5. Há uma total ausência de afirmação programática ou de colocar o partido como defensor de seu programa – historicamente construído – diante de um governo de alianças. No governo, o programa do partido desaparece sob um único programa de alianças. “O sentido das alianças e coligações do PT deve orientar-se para a constituição de um bloco programático de forças democráticas e populares, da esquerda ao centro, com vistas a construir projetos comuns.”

O mínimo que se poderia esperar desta formulação é que o partido tivesse um programa mínimo para alianças e que se preservassem concepções básicas delas. A diluição programática fica mais evidente quando a orientação para a formação de alianças é reduzida a que “o PT deve levar em conta critérios para formalizar alianças considerando o compromisso democrático e a conduta ética dos atores envolvidos”.

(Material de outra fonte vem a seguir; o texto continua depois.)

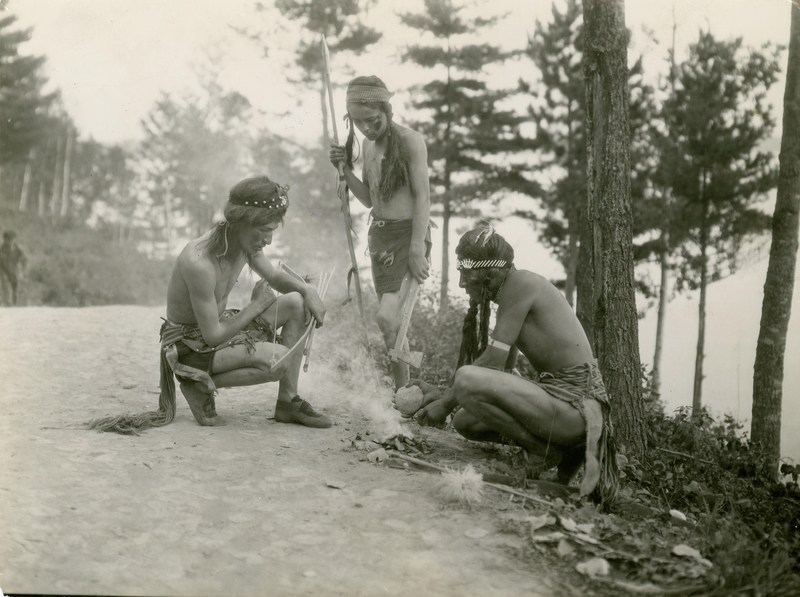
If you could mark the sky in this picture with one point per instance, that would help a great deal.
(112, 59)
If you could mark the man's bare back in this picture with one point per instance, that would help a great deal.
(401, 205)
(551, 337)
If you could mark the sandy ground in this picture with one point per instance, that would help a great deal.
(244, 509)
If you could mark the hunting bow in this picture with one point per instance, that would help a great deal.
(343, 191)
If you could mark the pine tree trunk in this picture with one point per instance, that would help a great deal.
(610, 222)
(323, 96)
(26, 181)
(444, 296)
(573, 257)
(697, 394)
(168, 222)
(56, 187)
(41, 199)
(778, 287)
(65, 184)
(663, 292)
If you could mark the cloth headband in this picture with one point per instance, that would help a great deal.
(278, 198)
(360, 94)
(471, 264)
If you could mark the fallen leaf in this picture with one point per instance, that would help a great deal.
(548, 538)
(594, 567)
(476, 533)
(565, 548)
(568, 524)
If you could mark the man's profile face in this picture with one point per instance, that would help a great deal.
(472, 281)
(371, 122)
(255, 238)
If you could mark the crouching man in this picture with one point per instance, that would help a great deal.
(562, 417)
(207, 346)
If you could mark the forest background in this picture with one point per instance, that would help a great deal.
(150, 112)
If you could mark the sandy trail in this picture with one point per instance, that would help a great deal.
(238, 510)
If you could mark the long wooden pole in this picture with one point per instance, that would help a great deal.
(344, 194)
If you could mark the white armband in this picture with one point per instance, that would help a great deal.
(501, 345)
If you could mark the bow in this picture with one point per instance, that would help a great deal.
(343, 192)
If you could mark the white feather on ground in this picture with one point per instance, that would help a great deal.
(464, 486)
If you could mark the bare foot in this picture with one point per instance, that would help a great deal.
(202, 405)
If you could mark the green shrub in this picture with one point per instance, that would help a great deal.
(75, 266)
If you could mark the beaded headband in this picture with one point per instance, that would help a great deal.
(367, 94)
(278, 199)
(471, 264)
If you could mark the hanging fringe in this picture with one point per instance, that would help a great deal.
(132, 424)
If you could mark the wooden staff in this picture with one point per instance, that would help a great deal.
(344, 195)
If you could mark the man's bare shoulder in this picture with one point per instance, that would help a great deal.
(194, 259)
(411, 138)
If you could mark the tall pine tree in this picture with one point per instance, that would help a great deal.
(716, 118)
(464, 123)
(779, 285)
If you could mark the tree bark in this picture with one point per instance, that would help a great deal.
(26, 181)
(663, 292)
(778, 287)
(65, 178)
(609, 218)
(41, 199)
(444, 296)
(56, 187)
(697, 393)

6. Por fim, o balanço do governo deveria passar, ele próprio, por um balanço detido. Duas questões ao menos devem ser assinaladas. Primeira, a de ser um balanço aquém da ação governamental, pelas flagrantes omissões das reformas de caráter popular em andamento: reforma agrária, reforma universitária, reforma urbana, etc. E não é porque o texto busca uma abordagem mais geral; em algumas situações chega a ser detalhista (por exemplo, quando se mete a definir os currículos educacionais para o século XXI).

Segunda: a avaliação bastante crítica feita pelo texto do significado da economia da era FHC é seguida de uma formulação de política econômica que continua em muitos aspectos a que foi praticada no segundo governo de FHC. Essa é uma contradição importante. Um olhar mais detido poderia apontar outros aspectos deste balanço
parcial, aquém do que faz o governo e, mais uma vez, à direita do próprio governo.

Para os consideram a vitória de Lula em 2002 a abertura de um período de possibilidade de colocar a questão da superação do neoliberalismo, a tarefa de criticar, apontar contradições, limites e retrocessos ao texto preliminar do “campo majoritário” é parte dessa luta.